The gene YAT1 from Saccharomyces cerevisiae encodes a protein of 688 amino acids which displays significant sequence similarity to vertebrate L-carnitine acyltransferases and yeast inner mitochondrial L-carnitine acetyltransferase. Steady state levels of the respective mRNA are low during growth on glucose or galactose, derepressed on glycerol, and significantly induced when ethanol or acetate are the only carbon sources. The YAT1 promotor region confers the identical carbon source dependence also on the expression of beta-galactosidase when cloned 5' to the Escherichia coli lacZ-coding region.
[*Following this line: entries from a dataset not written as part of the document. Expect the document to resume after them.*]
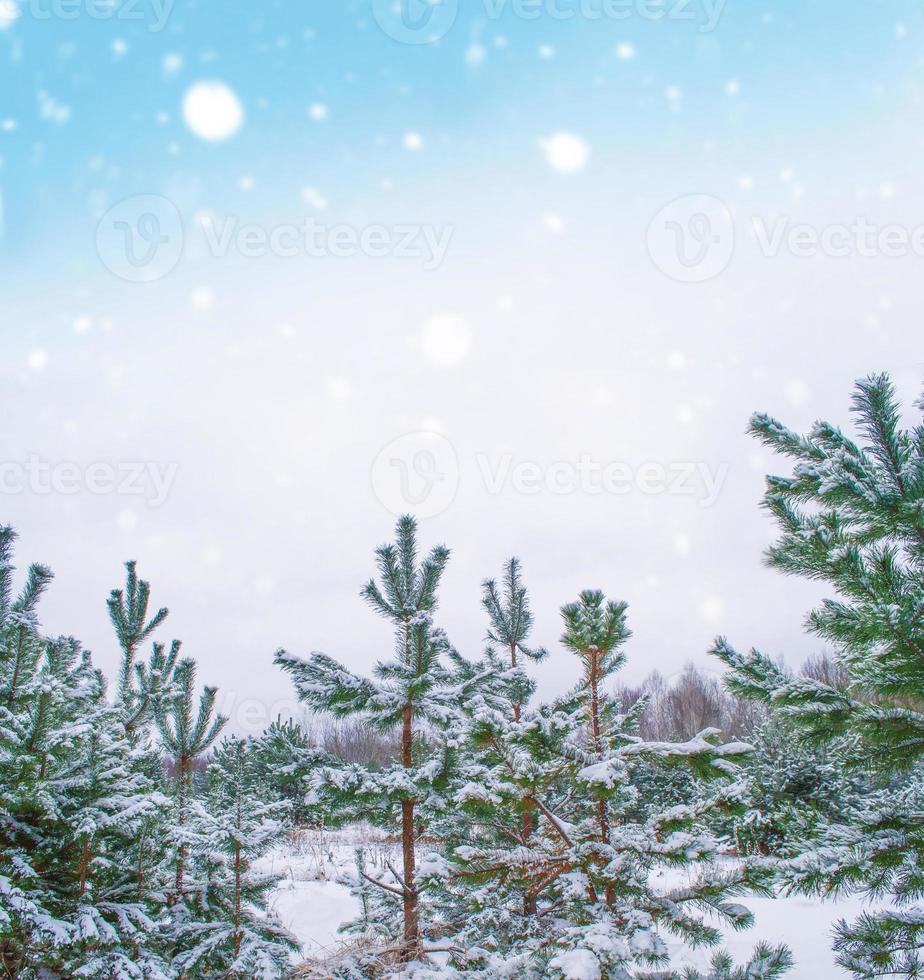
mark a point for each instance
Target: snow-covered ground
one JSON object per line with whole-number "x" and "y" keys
{"x": 313, "y": 905}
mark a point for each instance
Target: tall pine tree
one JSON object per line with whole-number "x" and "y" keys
{"x": 414, "y": 693}
{"x": 852, "y": 517}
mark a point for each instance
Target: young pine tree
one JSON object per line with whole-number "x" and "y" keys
{"x": 72, "y": 799}
{"x": 590, "y": 866}
{"x": 852, "y": 516}
{"x": 493, "y": 774}
{"x": 413, "y": 693}
{"x": 233, "y": 936}
{"x": 187, "y": 733}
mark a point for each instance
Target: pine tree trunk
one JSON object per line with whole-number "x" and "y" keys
{"x": 411, "y": 921}
{"x": 602, "y": 809}
{"x": 181, "y": 822}
{"x": 84, "y": 866}
{"x": 526, "y": 820}
{"x": 237, "y": 882}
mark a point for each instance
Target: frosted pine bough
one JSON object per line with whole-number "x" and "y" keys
{"x": 852, "y": 516}
{"x": 110, "y": 868}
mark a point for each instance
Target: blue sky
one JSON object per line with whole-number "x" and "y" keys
{"x": 267, "y": 387}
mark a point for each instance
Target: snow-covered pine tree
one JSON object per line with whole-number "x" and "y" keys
{"x": 128, "y": 611}
{"x": 592, "y": 870}
{"x": 852, "y": 516}
{"x": 790, "y": 786}
{"x": 413, "y": 693}
{"x": 286, "y": 759}
{"x": 231, "y": 934}
{"x": 492, "y": 776}
{"x": 71, "y": 800}
{"x": 187, "y": 732}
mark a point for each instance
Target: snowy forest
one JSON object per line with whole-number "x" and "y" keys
{"x": 486, "y": 832}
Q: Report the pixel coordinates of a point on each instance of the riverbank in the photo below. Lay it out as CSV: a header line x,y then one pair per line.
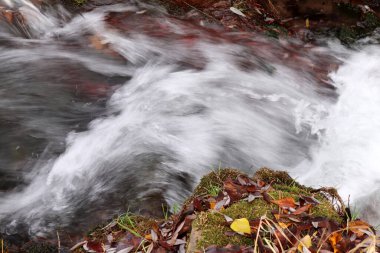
x,y
202,15
232,212
307,20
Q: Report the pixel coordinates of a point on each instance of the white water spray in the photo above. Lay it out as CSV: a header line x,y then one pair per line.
x,y
170,120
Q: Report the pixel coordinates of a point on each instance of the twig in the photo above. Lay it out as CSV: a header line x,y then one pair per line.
x,y
59,242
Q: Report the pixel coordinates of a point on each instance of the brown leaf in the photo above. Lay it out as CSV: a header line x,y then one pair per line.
x,y
94,246
334,239
285,203
302,209
235,191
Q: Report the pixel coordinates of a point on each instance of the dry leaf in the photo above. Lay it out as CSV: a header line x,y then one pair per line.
x,y
241,226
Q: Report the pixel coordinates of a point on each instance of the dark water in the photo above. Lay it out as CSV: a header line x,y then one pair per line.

An antiserum directed against a beta-galactosidase/Yat1p fusion protein recognizes a protein of 78-kDa molecular mass in the mitochondrial fraction from yeast. In vitro translated Yat1p, which lacks a cleavable presequence, binds to mitochondria in a protease-sensitive location in a standard in vitro import assay. Deletion of the single copy gene in a haploid yeast strain yields no obvious phenotype with any carbon source. Carnitine acetyltransferase activities of intact mitochondria from a YAT1 deletion mutant are slightly lower than wild type, but are approximately alike in lysed mitochondria from mutant and control cells. Thus, the novel gene is nonessential and likely to code for a minor mitochondrial outer carnitine acetyltransferase.